Air is perfectly fine. Both Oxygen and Nitrogen do not stay radioactive for longer than a few seconds. It's CO2 that is the problem, specifically the carbon.
And of course any other random impurity.
They could just use cryogenicaly distilled air, and take the nitrogen-oxygen part (the boiling points are very close).
Just search for the paper on the topic, written by the Phillip Morris Unbiased Research Group. it explains how frogs breathing air got more cancer then frogs trapped in airtight boxes and only allowed to breathe exhaled tobacco smoke, who mostly died for other reasons. seems legit...
Well there is much known fact about how tabacco absords radiating material. But until now I have not found anything about how that changed during the ages. But simple logic tells me there must have been an affect on how dangerous smoking is.
Im always curious how we will send messages to future civilizations. How will we ensure we’ll be remembered or even noted in 10,000, 100,000, 1 million years? How can we prevent the same disaster(s) that eventually wipes our civilisation out from repeating again in future intelligent generations (human or otherwise)
Could environmental markers like these be the way? After all, it’s how we look at the past today
This reminds me of Whisper, one of my favorite exotic alien concepts. The alien civilization in question has selected a planet with as stable environment as possible, and planted it full of genetically engineered grass. The sound of wind blowing through the grass creates an acoustic computer which hosts a virtual space its creators have uploaded themselves into.

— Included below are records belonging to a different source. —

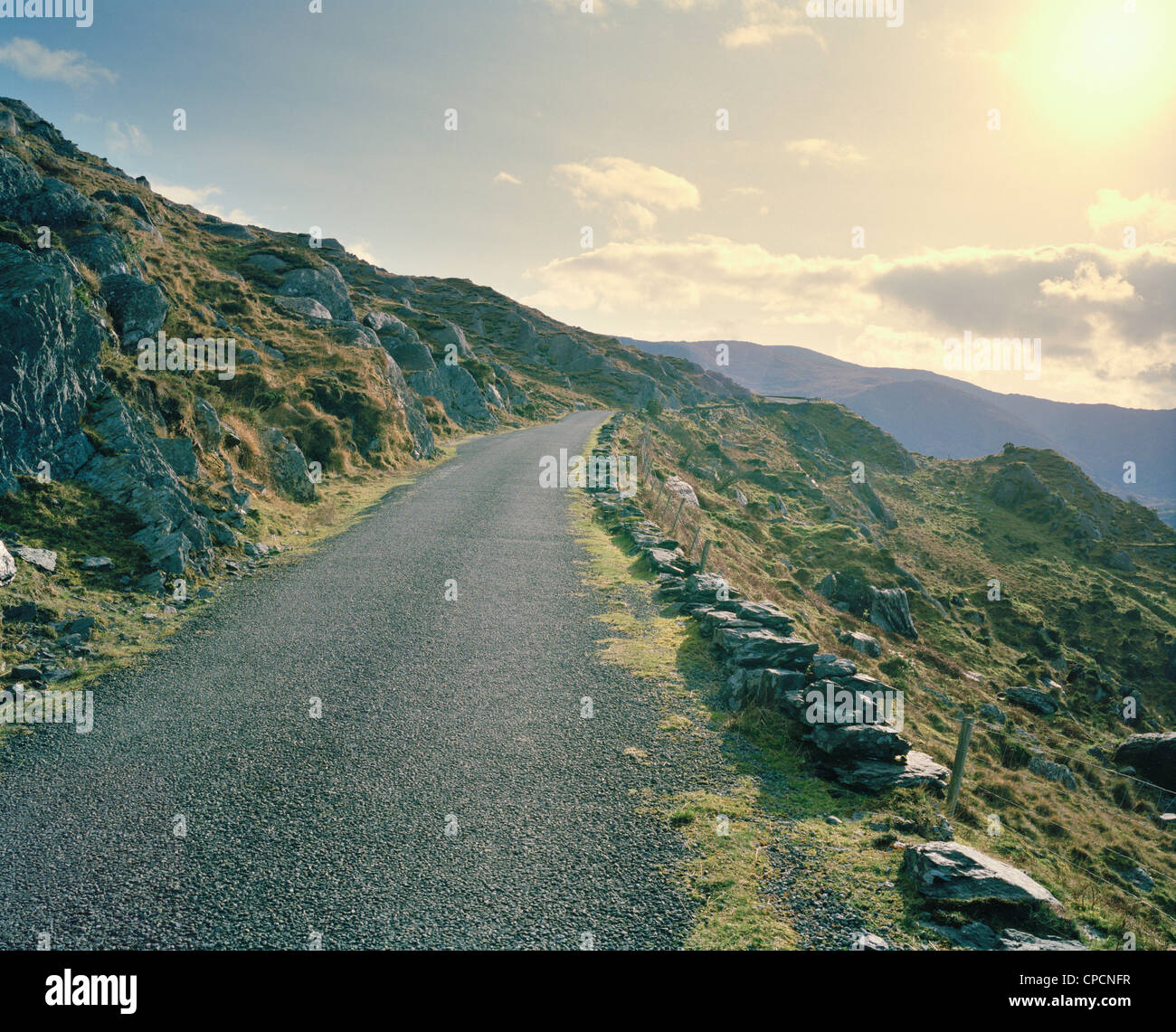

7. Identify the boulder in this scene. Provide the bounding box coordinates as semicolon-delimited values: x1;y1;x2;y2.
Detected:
262;427;318;502
0;241;105;490
192;397;224;451
838;631;882;659
244;251;289;272
735;600;792;635
156;437;200;479
102;272;168;346
1006;687;1061;717
70;232;130;278
903;841;1058;906
384;354;436;459
15;544;58;573
274;298;330;319
380;336;438;375
19;176;103;229
808;724;910;764
870;586;918;639
980;703;1008;726
811;652;858;680
74;388;212;573
824;749;952;796
3;600;44;623
1114;731;1176;792
278;262;356;322
666;476;698;509
1029;756;1078;792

A SF short story about a biologically encoded message from ancient aliens (written by one of the Autodesk founders):
We'll Return, After This Message by John Walker
It's fascinating that in 1983 it was thought that a 768-bit RSA number would take 40 million years to factor. (It actually took 26 - RSA-768 was factored in 2009.)
Or directly encode the message in DNA itself. I suppose the difficulty would be devising an encoding with enough redundancy or other features to preserve the information content over many generations of evolutionary pressures.
If by "stay" you mean spread microplatisc, that carries no information, then maybe. The jury is still out, but it looks like it'll last a long time.
But plastic is not a good candidate to hold messages for a long time. It degrades in a few years into some unusable stuff. Glass is a much better candidate.
Deep Time: How Humanity Communicates Across Millennia Paperback by Gregory Benford explores some of those questions. It comes into practical questions when trying to mark nuclear waste dumps.
The problem with that is, judging by our own behavior, an unknown ancient structure makes humans investigate it, try to dig it up, etc. Placing a marker isn't the problem, the hard part is communicating "nothing interesting, only death here, do not enter" in a way that someone in 10.000 years will heed the warning.
The solution is to build them everywhere and put the bad stuff in one of them. If you build enough then the chances of them excavating the one with nuclear waste is pretty low.
It occurred to me as they were taking down the cantilever (eastern) section of the Bay Bridge that lots of it would have been low-background, based on its construction in the 1930s.
It's been pointed out it's wrong but, as a sometime nuclear spectroscopist, I'm curious: why are people insisting that β-decay, i.e. ¹⁴C, is the issue?
Presumably no way that's cheaper than just getting it from shipwrecks. Doesn't seem like there's a huge demand, so old shipwrecks for the time being have enough supply.